Os sintomas mais comuns da rinite alérgica são a obstrução nasal, olfato ruim, dores de cabeça, coceira no nariz, garganta, céu da boca e olhos, além de espirros em sucessão e coriza. A rinite alérgica pode causar otites, sinusites, faringites, amigdalites e roncos, além de desalinhamento dos dentes. Muitas vezes pode vir acompanhada da asma, que é causada pela exposição a fatores alérgicos, causando inflamações na mucosa respiratória.

O diagnóstico correto e acompanhamento médico são importantes, uma vez que o profissional verificará a presença de problemas dentro do nariz, como o desvio de septo, que pioram os sintomas da rinite. Normalmente o tratamento é dividido em três fases, a higiene ambiental, tratamento com medicamentos antialérgicos, descongestionantes e vacinas antialérgicas, em alguns casos é necessária cirurgia.
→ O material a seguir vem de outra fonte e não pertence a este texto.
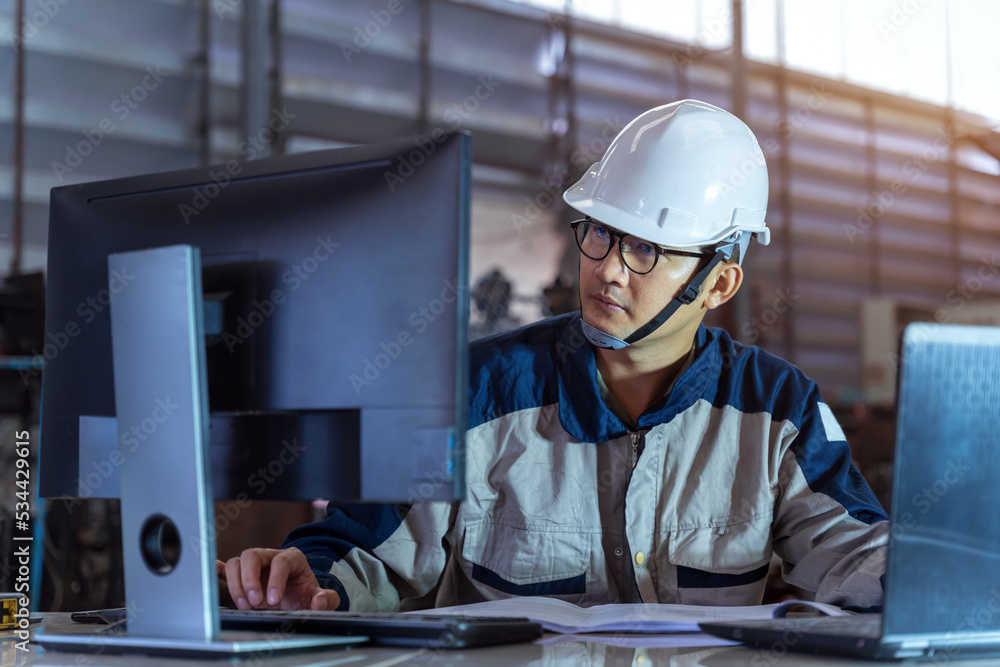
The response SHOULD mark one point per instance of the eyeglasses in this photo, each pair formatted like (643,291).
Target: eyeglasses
(595,241)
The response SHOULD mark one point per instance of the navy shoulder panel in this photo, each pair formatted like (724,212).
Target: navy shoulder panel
(754,380)
(515,370)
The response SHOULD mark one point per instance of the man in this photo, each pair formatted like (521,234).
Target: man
(625,453)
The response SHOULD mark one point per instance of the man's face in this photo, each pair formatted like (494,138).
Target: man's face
(619,301)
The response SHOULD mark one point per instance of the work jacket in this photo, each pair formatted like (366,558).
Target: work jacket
(740,461)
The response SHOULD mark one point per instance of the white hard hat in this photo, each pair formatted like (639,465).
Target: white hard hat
(681,175)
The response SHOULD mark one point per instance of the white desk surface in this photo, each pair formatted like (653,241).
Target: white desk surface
(570,653)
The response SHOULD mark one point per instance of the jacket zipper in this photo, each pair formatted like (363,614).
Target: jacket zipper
(628,573)
(635,435)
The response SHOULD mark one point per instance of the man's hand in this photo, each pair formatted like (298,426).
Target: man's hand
(290,584)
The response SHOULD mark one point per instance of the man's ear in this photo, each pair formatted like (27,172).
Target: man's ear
(727,283)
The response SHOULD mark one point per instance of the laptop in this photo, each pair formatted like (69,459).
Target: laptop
(942,584)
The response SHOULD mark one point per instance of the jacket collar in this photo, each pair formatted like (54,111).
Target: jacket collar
(583,412)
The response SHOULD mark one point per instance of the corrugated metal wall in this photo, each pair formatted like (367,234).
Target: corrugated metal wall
(871,194)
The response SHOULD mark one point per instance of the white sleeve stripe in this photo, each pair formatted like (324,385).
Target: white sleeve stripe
(833,431)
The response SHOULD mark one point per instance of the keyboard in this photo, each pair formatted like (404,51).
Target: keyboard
(387,628)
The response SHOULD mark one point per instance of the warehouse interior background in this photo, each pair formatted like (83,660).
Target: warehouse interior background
(879,120)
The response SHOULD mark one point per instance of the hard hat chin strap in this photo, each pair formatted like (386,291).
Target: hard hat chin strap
(601,339)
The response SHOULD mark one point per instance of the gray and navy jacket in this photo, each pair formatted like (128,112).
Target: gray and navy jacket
(740,461)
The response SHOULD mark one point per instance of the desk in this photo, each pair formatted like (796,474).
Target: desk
(541,653)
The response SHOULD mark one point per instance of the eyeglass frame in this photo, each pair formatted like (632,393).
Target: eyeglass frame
(614,233)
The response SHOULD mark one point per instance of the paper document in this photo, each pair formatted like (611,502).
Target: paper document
(565,617)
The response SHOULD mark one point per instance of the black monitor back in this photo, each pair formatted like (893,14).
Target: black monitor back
(336,312)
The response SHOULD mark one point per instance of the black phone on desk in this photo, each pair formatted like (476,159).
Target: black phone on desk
(423,629)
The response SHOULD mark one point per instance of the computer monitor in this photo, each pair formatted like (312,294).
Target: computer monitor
(335,288)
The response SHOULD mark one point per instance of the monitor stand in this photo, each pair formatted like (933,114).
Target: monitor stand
(168,537)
O paciente deve evitar locais fechados, não fumar, evitar cheiros fortes, ficar longe de mofo e dos agentes que desencadeiam a crise. Outra dica é cuidar muito bem do quarto do alérgico, já que ele passa cerca de oito horas dormindo, além de ser o ambiente mais contaminado por ácaros. O ideal é que o colchão e travesseiro sejam forrados, os edredons e bichos de pelúcia devem ser lavados cada 10 dias, as roupas de lã devem ficar em sacos plásticos fechados e animais de estimação jamais devem entrar nos quartos.

Lembrando que a rinite não tem cura e, assim os cuidados devem ser permanentes.